Le 25 mai 2020, soupçonné d’avoir payé avec un faux billet de vingt dollars, George Floyd est interpellé. Son arrestation dégénère, et un des policiers le jette au sol et l’y maintient, un genou sur la nuque pendant neuf minutes et vingt-neuf secondes. À plusieurs reprises, George Floyd se plaint de ne pas pouvoir respirer. Il supplie, pleure, appelle sa mère, puis se tait. Il a rendu son dernier souffle depuis plus de quatre minutes lorsque Derek Chauvin, lunettes de soleil sur le crâne, relâche enfin sa prise.

Dans son plaidoyer, la défense a affirmé que la raison du décès de George Floyd était son cœur « trop gros ». Pour le procureur, il est mort parce que « Derek Chauvin a un cœur trop petit ». Mais sans doute George Floyd a-t-il aussi été victime de l’impunité dont jouissent les policiers aux USA. En effet, chaque année, près de deux cent cinquante Afro-américains, hommes, femmes, adolescents, meurent sous les balles de la police (les Afro-américains sont 13,4 % de la population des États-Unis, 50 % des victimes de violences policières). Selon les statistiques, un homme noir risque cinq fois plus qu’un homme blanc d’être arrêté sans raison. Au point qu’il est normal dans cette communauté d’inviter un jour ses enfants à une conversation – ils appellent ça le « talk » – pour les prévenir du danger que représentent pour eux les forces de police dont la devise est « servir et protéger » et leur expliquer quoi faire et surtout ne pas faire pour survivre en leur présence.

On en parle et on tremble. Car nul est à l’abri. Et il n’y a aucun répit. Ainsi, le 11 avril, en plein procès Derek Chauvin, et à quelques encablures du palais de justice, Daunte Demetrius Wright, 20 ans, est tombé sous les balles d’un policier à Brooklyn Center dans le Minnesota. Il était Noir, désarmé, innocent.

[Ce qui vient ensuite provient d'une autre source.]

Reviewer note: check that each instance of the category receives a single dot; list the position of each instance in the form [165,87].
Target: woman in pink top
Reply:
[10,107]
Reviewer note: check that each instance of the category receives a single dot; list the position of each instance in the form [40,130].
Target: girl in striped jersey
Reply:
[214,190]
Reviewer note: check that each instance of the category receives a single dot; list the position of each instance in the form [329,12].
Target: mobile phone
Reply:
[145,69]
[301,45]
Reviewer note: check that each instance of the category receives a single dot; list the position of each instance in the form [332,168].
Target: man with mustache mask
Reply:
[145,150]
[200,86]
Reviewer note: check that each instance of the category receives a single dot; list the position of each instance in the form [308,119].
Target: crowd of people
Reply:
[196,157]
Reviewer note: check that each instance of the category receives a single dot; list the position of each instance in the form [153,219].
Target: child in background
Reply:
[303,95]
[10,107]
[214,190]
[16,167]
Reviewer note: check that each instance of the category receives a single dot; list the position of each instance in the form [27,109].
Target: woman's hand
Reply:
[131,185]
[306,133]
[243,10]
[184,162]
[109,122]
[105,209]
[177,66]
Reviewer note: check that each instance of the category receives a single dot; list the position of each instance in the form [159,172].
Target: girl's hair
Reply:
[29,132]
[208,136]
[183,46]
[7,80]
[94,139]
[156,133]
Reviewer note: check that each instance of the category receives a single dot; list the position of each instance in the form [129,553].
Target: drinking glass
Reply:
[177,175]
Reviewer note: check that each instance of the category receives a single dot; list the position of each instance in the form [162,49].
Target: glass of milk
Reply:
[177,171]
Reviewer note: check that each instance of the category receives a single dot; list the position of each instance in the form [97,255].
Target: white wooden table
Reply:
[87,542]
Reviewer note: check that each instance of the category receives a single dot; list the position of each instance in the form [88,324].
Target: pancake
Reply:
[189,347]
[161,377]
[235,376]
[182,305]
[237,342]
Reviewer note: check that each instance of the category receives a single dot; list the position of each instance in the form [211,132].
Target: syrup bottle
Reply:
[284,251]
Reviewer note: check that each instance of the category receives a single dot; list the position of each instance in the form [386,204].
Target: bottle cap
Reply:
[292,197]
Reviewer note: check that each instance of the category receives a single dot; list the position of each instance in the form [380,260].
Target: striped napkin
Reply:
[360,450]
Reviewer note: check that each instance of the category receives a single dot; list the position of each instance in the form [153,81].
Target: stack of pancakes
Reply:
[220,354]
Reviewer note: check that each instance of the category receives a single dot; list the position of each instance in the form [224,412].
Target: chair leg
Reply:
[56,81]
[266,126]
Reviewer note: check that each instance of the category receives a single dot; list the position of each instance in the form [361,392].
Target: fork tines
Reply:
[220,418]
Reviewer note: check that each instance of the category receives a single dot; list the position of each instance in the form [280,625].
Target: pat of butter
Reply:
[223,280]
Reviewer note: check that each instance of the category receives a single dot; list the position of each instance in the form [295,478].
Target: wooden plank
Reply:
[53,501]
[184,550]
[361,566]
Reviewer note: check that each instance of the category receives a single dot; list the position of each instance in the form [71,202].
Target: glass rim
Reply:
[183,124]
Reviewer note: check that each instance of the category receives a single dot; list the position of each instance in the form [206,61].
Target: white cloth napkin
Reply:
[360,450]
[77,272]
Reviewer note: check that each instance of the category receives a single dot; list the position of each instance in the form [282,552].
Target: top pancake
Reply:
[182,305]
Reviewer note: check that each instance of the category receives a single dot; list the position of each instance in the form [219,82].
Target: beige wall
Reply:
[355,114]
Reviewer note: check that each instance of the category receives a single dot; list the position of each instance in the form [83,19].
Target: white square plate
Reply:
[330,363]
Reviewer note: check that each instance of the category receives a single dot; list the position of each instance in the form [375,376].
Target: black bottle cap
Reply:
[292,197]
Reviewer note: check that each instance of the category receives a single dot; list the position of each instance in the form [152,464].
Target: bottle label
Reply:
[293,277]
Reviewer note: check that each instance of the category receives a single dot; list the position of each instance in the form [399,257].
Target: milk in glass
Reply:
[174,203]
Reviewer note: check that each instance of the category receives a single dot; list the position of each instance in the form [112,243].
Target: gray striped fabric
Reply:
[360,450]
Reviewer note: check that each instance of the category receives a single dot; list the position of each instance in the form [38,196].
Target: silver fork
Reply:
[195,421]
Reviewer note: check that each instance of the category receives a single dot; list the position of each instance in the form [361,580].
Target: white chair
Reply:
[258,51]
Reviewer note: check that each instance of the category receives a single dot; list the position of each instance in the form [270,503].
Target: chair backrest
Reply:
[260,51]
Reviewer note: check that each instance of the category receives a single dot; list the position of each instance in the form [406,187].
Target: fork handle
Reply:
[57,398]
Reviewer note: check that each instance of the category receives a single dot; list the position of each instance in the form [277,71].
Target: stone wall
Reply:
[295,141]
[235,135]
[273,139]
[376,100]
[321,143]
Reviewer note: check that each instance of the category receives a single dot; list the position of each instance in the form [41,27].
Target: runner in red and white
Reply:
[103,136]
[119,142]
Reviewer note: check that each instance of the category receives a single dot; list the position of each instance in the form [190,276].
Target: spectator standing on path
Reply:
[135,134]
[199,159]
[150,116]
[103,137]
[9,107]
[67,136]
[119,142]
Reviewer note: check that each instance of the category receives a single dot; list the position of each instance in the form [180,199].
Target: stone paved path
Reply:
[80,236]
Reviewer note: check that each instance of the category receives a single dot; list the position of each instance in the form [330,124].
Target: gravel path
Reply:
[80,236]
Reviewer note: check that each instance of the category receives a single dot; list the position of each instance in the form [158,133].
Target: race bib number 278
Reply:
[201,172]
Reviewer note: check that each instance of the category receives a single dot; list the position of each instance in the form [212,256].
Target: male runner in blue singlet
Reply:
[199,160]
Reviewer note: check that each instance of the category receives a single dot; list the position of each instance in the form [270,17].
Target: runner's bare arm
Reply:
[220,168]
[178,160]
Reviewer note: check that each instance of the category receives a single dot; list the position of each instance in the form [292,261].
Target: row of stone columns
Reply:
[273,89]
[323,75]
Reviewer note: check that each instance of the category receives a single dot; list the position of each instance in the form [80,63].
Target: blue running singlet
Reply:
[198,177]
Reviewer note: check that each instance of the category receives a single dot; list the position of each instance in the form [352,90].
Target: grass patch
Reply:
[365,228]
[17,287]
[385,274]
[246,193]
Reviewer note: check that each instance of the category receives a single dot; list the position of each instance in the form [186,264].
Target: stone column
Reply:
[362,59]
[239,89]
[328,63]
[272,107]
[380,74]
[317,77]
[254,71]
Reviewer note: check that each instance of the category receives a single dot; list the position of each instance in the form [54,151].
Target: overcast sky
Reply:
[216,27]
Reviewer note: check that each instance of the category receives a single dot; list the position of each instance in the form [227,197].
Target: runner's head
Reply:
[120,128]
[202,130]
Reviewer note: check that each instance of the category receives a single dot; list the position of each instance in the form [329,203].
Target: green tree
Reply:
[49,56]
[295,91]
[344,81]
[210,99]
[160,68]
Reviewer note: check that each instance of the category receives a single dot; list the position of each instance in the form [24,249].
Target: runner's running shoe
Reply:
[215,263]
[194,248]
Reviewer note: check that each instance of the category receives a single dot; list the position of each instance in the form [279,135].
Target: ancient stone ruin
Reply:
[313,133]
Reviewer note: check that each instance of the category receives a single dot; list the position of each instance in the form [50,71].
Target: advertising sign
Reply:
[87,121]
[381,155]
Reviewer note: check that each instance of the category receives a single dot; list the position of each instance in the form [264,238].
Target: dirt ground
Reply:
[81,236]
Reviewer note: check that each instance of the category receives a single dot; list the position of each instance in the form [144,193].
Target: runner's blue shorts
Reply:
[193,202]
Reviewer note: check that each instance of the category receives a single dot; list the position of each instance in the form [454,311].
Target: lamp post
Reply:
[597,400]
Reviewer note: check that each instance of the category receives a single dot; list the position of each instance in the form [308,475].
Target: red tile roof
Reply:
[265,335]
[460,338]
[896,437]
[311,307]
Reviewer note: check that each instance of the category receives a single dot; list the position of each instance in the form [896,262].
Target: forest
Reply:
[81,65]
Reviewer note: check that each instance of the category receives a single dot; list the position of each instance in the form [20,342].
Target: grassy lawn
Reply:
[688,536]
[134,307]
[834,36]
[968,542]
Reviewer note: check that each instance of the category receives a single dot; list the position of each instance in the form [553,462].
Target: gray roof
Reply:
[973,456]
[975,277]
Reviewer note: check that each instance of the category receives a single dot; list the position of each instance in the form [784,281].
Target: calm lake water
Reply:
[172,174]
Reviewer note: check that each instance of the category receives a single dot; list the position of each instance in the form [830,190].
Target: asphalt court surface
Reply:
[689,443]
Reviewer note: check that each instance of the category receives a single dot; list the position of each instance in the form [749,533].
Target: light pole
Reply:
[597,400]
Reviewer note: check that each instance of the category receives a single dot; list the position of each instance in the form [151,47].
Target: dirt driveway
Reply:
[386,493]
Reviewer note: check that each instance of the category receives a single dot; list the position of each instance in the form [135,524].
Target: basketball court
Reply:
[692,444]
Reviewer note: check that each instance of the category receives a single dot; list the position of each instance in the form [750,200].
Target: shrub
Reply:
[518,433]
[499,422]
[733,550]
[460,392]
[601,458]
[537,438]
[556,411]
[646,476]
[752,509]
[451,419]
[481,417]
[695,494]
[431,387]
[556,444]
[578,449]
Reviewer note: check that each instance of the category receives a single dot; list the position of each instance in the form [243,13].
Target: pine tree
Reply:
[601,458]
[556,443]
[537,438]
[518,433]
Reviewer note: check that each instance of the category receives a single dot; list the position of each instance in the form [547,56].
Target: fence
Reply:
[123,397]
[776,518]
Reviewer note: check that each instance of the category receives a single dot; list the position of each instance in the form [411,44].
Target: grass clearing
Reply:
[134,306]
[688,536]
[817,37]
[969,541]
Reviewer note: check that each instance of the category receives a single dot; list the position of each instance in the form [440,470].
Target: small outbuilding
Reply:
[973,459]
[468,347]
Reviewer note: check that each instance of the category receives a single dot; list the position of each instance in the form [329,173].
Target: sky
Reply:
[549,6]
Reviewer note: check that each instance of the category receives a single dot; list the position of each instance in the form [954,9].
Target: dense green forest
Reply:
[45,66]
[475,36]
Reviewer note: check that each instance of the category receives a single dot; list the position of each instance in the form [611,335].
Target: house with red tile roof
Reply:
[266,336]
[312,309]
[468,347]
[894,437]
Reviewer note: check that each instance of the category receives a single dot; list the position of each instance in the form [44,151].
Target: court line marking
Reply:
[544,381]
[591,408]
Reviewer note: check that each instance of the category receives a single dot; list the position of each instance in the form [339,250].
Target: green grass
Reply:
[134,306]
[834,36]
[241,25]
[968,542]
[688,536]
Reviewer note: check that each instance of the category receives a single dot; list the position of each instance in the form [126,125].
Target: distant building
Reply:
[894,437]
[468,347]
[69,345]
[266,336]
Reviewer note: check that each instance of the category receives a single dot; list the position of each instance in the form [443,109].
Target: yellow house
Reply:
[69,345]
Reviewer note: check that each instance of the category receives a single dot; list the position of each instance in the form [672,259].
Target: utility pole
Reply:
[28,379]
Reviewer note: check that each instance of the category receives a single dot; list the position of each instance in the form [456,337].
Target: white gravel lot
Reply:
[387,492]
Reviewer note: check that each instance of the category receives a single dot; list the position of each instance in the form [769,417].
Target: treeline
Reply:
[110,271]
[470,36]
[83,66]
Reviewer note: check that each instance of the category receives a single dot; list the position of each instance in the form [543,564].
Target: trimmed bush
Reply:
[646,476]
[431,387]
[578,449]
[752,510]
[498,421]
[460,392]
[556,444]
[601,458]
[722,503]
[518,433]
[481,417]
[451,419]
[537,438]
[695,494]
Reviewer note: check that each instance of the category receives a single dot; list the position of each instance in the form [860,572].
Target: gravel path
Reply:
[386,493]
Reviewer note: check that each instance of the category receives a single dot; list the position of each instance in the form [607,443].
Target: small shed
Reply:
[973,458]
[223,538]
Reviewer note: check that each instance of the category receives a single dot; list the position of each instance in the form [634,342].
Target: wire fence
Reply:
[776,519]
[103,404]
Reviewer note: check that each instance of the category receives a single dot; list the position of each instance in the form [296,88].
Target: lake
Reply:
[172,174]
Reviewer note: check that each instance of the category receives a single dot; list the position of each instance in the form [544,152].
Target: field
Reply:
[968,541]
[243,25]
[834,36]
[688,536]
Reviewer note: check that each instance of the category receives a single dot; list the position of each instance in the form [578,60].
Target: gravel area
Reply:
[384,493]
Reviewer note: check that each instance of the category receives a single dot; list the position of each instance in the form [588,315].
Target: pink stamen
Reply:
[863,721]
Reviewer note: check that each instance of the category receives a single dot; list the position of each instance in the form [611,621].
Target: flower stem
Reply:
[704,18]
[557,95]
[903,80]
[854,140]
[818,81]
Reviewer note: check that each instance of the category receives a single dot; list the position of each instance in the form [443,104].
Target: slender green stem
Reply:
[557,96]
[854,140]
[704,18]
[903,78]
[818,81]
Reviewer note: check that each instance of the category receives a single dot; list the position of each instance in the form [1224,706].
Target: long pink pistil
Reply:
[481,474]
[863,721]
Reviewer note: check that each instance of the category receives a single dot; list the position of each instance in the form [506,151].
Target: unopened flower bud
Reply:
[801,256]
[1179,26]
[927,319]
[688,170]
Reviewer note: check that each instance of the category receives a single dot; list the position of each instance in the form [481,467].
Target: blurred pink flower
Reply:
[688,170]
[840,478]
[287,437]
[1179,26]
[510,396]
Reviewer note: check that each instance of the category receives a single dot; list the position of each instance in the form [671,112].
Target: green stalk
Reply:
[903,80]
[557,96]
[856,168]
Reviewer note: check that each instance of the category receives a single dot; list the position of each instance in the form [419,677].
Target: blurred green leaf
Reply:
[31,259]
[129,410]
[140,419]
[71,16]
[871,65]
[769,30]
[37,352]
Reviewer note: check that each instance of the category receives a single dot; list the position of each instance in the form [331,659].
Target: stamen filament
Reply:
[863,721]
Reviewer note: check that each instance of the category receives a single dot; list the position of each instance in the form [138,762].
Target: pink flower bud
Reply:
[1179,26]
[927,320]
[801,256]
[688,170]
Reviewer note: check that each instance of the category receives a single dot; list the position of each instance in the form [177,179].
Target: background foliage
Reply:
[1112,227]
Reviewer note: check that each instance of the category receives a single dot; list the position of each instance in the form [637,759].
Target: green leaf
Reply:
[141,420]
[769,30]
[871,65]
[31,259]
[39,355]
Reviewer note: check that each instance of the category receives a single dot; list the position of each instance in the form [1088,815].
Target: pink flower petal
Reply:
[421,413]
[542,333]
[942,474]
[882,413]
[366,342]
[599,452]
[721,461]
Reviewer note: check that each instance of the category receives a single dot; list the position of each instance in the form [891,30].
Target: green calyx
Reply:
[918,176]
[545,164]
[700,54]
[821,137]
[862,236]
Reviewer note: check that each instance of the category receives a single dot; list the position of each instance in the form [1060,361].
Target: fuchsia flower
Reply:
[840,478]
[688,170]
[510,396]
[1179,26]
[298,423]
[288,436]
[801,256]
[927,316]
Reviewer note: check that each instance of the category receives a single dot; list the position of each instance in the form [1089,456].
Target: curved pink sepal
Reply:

Le nom de George Floyd rejoint ainsi ceux d’Emmet Till, lynché à l’âge de 14 ans pour avoir eu une « interaction » en public avec une blanche, de Rosa Park qui avait refusé de céder son siège à une blanche dans un bus, de Malcolm X et Martin Luther King, dans l’histoire du mouvement pour les droits civils aux USA. Ce mouvement qui en théorie s’est terminé en 1968 semble pourtant avoir encore une immense tâche à accomplir.